Would ‘penny for the Robert’ have quite the same ring to it? Probably not, but as Nicola Cornick demonstrates, it was Robert Catesby who was the driving force behind the terrorist plot to kill King James I, along with hundreds of others in the Gunpowder Plot.
As a public historian I am very interested in the aspects of history that we remember - and those which are largely forgotten. When I was a child, Bonfire Night was the big festival of the autumn, replete with a guy on top of the bonfire, fireworks, toffee apples and oven baked potatoes. These days it has been eclipsed by the festival of Halloween, but long before that, Robert Catesby, the ringleader of the Gunpowder Plot, was eclipsed by Guy Fawkes.
The Gunpowder Plot of 1605 was a failed attempt to blow up the English parliament and assassinate King James I. It involved a group of Catholic conspirators whose aim was to re-establish Catholic rule in England. At the same time as King James and his son and heir Prince Henry and all the peerage were blown up, Robert Catesby and a number of other prominent Catholics in the Midlands intended to kidnap Princess Elizabeth, the only daughter of James I and Anne of Denmark, and put her on the throne as a puppet Catholic Queen.

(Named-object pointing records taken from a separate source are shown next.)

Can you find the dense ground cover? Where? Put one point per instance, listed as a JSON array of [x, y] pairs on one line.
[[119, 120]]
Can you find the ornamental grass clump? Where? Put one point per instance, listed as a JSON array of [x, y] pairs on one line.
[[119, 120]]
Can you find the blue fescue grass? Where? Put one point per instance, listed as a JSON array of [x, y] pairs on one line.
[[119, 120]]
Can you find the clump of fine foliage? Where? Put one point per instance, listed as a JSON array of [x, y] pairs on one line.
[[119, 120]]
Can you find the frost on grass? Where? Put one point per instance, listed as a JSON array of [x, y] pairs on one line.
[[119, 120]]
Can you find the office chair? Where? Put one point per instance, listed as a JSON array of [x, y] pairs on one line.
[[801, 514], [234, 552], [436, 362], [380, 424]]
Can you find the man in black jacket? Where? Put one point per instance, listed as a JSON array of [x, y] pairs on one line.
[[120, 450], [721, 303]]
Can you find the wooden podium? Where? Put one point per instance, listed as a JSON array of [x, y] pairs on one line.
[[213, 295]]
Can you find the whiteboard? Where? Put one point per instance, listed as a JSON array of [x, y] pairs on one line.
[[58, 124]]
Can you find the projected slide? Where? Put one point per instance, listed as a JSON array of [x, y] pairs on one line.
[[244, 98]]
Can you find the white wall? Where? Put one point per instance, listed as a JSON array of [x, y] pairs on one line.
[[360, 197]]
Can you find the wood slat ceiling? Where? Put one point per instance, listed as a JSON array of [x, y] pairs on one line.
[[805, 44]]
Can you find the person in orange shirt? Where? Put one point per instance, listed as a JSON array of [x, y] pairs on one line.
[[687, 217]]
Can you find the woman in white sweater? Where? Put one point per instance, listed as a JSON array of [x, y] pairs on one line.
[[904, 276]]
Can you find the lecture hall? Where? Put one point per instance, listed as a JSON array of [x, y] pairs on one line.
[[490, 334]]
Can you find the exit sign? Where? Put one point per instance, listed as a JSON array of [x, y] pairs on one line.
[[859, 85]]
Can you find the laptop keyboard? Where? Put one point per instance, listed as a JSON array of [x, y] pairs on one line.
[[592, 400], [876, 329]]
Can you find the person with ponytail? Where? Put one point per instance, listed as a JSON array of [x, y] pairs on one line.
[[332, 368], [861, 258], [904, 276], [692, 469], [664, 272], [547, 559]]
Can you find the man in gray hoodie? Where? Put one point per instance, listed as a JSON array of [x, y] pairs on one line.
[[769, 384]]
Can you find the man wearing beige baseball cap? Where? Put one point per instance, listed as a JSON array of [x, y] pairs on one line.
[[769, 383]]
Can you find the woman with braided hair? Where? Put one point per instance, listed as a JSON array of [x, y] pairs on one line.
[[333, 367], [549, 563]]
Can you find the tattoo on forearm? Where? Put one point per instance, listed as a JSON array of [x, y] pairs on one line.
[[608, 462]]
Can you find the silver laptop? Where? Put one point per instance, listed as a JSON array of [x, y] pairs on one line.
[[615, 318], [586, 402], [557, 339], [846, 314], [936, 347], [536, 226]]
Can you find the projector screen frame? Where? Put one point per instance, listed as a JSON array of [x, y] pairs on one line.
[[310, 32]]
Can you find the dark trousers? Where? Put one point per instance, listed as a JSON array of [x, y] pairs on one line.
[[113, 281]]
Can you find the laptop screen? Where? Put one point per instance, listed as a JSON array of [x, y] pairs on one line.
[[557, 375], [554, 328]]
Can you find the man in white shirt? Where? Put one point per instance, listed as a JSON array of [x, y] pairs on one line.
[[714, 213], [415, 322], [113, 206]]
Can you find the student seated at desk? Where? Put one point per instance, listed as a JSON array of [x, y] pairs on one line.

It had been James’ refusal to grant religious tolerance to Catholics that spurred the plot on but it is important to see the Gunpowder Plot in the context of the politics and religious climate of the Tudor as well as the early Stuart era. Like those Catholic plots during the reign of Queen Elizabeth I, it didn’t spring from nowhere; it was a direct consequence of the laws that denied people the right to worship freely.